A US judge on Monday conditionally upheld a ruling against Monsanto which found the agro-chemical giant's weedkiller product Roundup was responsible for a 46-year-old gardener's terminal cancer.
Judge Suzanne Ramos Bolanos rejected Monsanto's appeal for a new trial, court documents showed, but significantly reduced the payout, originally set at 289 million dollars, to 78 million dollars.
Dewayne Johnson was awarded the payout by a jury in August, potentially setting a precedent for other cases against the company and representing a huge blow to Monsanto, owned by German conglomerate Bayer.
Bolanos ruled that should Johnson accept the reduced payment, Monsanto's motion for a new trial would be denied and gave him until December 7 to decide.
The California judge said last week she was considering reducing the 250-million-dollar punitive damages award as she did not believe the trial had clearly proved that Monsanto's product caused cancer and that it did not warn of the dangers and concealed them.
She changed her mind to agree with the original verdict on Monday, but reduced the payout.
Monsanto is currently the subject of thousands of other lawsuits in the US from people who claim to have been adversely affected by glyphosate.
Johnson was diagnosed with terminal lymphatic cancer in 2014 and his case was moved up to be heard ahead of others as his doctors said he did not have long to live.
His attorneys said that he had regularly sprayed Roundup, which contains the controversial compound glyphosate, and another Monsanto product, Ranger Pro, in his job with a San Francisco Bay Area school district.
Glyphosate is claimed to cause non-Hodgkin lymphoma, a type of cancer affecting white blood cells.
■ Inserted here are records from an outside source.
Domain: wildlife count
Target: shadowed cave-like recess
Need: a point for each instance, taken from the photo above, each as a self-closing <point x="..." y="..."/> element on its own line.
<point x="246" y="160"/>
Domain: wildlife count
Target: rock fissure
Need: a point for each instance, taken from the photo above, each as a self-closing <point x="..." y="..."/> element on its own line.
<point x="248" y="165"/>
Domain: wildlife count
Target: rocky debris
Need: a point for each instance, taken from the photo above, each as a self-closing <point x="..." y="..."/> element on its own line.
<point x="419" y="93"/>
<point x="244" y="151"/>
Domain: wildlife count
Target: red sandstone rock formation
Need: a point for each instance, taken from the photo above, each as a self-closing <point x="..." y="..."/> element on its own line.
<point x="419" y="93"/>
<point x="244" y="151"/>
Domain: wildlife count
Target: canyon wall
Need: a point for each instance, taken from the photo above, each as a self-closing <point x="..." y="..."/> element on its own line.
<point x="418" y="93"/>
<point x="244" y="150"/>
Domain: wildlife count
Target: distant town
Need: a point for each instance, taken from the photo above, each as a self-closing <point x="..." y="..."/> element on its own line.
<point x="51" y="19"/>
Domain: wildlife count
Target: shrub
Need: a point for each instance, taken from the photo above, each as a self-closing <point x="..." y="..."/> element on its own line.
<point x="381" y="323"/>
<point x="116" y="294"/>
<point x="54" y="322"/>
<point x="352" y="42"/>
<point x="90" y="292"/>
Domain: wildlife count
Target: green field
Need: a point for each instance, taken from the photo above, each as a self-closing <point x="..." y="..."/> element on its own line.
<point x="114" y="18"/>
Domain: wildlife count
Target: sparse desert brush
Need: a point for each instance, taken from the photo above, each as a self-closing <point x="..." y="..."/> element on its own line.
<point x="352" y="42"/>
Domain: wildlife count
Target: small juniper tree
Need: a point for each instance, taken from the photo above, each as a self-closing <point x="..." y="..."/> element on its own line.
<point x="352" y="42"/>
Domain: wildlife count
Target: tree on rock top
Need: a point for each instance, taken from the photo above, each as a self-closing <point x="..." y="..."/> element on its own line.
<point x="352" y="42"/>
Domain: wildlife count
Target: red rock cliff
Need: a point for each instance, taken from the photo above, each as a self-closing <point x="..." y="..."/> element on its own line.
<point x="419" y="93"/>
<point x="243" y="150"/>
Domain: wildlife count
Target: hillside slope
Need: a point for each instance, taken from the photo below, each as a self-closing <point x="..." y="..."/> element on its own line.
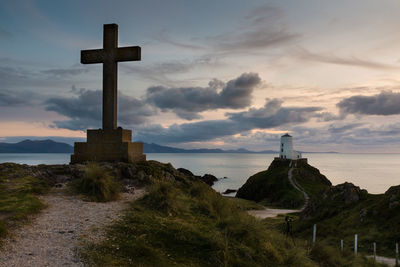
<point x="273" y="188"/>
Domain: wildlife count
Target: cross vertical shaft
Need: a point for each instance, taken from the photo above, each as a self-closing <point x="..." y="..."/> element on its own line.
<point x="110" y="43"/>
<point x="110" y="55"/>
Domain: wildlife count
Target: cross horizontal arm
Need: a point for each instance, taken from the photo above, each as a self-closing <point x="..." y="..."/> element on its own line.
<point x="92" y="56"/>
<point x="131" y="53"/>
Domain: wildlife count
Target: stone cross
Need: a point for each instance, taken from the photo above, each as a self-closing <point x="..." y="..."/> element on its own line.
<point x="109" y="56"/>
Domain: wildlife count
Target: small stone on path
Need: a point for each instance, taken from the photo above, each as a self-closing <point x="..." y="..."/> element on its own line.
<point x="54" y="236"/>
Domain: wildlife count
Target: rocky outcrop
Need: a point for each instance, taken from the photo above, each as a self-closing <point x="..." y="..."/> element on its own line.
<point x="347" y="193"/>
<point x="339" y="196"/>
<point x="393" y="194"/>
<point x="207" y="178"/>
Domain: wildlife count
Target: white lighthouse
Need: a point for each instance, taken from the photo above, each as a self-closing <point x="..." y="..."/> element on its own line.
<point x="286" y="148"/>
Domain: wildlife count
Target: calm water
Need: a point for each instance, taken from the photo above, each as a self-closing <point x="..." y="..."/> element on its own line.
<point x="374" y="172"/>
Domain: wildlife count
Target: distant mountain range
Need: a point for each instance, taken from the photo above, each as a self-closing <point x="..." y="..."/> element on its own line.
<point x="37" y="146"/>
<point x="154" y="148"/>
<point x="50" y="146"/>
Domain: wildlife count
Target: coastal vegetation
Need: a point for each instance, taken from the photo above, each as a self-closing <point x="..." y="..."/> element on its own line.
<point x="181" y="220"/>
<point x="339" y="211"/>
<point x="97" y="184"/>
<point x="347" y="210"/>
<point x="272" y="187"/>
<point x="19" y="192"/>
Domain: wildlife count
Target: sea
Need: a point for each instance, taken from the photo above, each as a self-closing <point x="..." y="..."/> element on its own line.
<point x="374" y="172"/>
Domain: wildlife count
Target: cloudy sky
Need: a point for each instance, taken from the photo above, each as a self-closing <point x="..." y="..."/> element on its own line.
<point x="227" y="73"/>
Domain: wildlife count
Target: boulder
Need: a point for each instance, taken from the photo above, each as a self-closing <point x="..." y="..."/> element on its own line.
<point x="229" y="191"/>
<point x="209" y="179"/>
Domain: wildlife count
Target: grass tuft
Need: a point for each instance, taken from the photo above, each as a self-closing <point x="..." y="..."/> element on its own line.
<point x="97" y="184"/>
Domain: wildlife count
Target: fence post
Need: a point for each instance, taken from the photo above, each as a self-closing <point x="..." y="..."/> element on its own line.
<point x="374" y="251"/>
<point x="355" y="244"/>
<point x="314" y="233"/>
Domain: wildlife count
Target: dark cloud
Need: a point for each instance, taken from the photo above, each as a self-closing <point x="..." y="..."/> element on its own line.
<point x="84" y="110"/>
<point x="4" y="34"/>
<point x="350" y="61"/>
<point x="11" y="99"/>
<point x="188" y="102"/>
<point x="385" y="103"/>
<point x="16" y="98"/>
<point x="164" y="37"/>
<point x="262" y="28"/>
<point x="66" y="72"/>
<point x="161" y="72"/>
<point x="335" y="129"/>
<point x="271" y="115"/>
In a 2015 study, the World Health Organization found glyphosate "probably" caused cancer.
Monsanto vigorously rejects the allegations and says the herbicide glyphosate is safe.
Monsanto and Bayer have pointed to "over 800 scientific studies, the US environmental authority EPA, the National Health Institute and observers worldwide," which the companies say have supported their conclusion that the ingredient is not carcinogenic.